We are amazed there is not now immense market and media focus on the new letters that will bring forward the end-game and worsen it: 2a-7, he said.

This new Securities and Exchange Commission rule "forces US money market funds – up to now the provider of USD liquidity to those who need it – to become 'safer,'" Roberts wrote.

"From what we can see, the USA is basically pulling up the drawbridge and retreating into its fortress, trying to protect its financial system from coming European banking problems," he said.

"But the consequence is clear. Banking is about confidence. If you are reliant on markets to fund yourself and that confidence wanes, a total stop can occur immediately/within days," he added.

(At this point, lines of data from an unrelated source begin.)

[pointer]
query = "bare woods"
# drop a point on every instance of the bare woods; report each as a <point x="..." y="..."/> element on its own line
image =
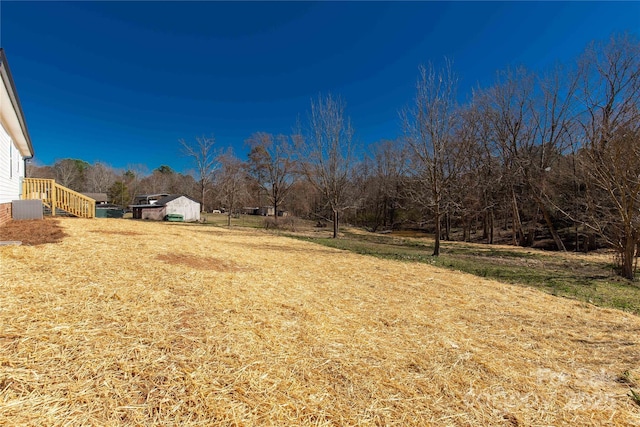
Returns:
<point x="548" y="158"/>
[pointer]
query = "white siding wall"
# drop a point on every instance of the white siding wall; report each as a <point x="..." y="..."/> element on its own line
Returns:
<point x="186" y="207"/>
<point x="11" y="168"/>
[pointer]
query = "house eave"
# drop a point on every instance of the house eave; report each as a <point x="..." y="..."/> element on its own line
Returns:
<point x="12" y="118"/>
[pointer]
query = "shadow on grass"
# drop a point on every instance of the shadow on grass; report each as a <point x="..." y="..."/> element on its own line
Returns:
<point x="594" y="281"/>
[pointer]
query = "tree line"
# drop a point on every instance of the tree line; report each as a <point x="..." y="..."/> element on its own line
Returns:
<point x="548" y="159"/>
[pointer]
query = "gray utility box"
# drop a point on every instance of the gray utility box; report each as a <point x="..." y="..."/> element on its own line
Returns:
<point x="26" y="209"/>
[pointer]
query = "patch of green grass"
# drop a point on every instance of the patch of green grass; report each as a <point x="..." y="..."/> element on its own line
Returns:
<point x="593" y="282"/>
<point x="221" y="220"/>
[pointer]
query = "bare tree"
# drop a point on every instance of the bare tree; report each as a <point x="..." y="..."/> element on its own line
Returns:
<point x="100" y="177"/>
<point x="231" y="180"/>
<point x="611" y="154"/>
<point x="428" y="128"/>
<point x="71" y="173"/>
<point x="271" y="165"/>
<point x="205" y="157"/>
<point x="389" y="164"/>
<point x="553" y="112"/>
<point x="326" y="151"/>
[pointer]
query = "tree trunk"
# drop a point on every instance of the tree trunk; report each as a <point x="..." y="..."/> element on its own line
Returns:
<point x="485" y="225"/>
<point x="518" y="237"/>
<point x="203" y="188"/>
<point x="628" y="252"/>
<point x="552" y="229"/>
<point x="275" y="214"/>
<point x="491" y="216"/>
<point x="447" y="226"/>
<point x="436" y="246"/>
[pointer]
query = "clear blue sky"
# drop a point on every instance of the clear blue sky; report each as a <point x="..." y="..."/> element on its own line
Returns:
<point x="122" y="82"/>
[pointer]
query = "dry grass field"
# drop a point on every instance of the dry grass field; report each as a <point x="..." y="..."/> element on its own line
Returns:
<point x="142" y="323"/>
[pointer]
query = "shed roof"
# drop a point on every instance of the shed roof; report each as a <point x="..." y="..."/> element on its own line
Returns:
<point x="172" y="197"/>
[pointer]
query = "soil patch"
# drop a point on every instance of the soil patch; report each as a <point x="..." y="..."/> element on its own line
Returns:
<point x="119" y="233"/>
<point x="33" y="232"/>
<point x="200" y="262"/>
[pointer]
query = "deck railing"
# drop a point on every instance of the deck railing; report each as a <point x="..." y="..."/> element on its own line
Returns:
<point x="56" y="196"/>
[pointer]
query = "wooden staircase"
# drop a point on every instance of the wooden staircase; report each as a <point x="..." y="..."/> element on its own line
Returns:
<point x="58" y="198"/>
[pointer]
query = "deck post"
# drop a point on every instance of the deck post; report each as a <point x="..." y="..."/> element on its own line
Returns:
<point x="54" y="202"/>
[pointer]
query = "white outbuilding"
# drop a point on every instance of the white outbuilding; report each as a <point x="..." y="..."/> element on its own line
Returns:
<point x="168" y="207"/>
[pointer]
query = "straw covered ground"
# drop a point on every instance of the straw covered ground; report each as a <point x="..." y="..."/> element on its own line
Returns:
<point x="143" y="323"/>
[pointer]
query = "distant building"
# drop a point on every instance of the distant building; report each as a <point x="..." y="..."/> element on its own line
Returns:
<point x="148" y="199"/>
<point x="168" y="206"/>
<point x="100" y="198"/>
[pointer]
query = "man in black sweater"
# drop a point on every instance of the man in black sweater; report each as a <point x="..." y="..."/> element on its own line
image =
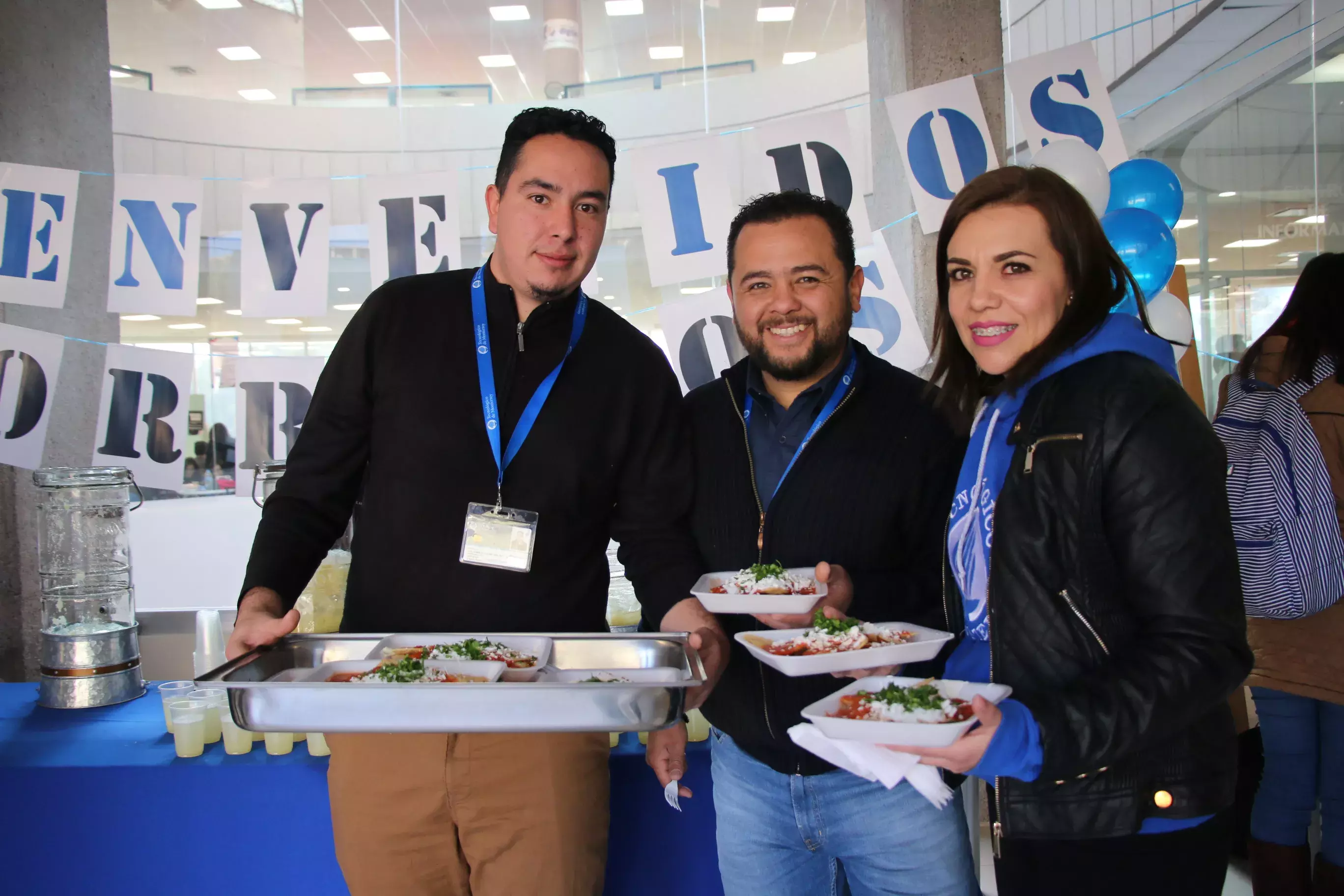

'Monster' Quantitative Easing Coming

Roberts is predicting the central banks are going to have to start pumping more money into the system.

"With fiscal policy off the agenda, we have always expected more quantitative monetary easing," he wrote. "And this time will be different. We have always argued that buying of bonds is less efficient than guaranteeing yield levels, and that yields are the key, not raising money supply, given demand for credit is dead."

Having seen previous QE simply lower the banks' cost of raising money, Roberts said there will be a new move.

"The next shock and awe will be in the form of large scale QME (Quantitative Monetary Easing), but with one massive difference – it will be focused on lowering yields, not expanding money supply," he said.

"So do not be surprised if the next QME is about guaranteeing yields at, say, 2 percent on the (10-year US Treasury) or lower," he wrote.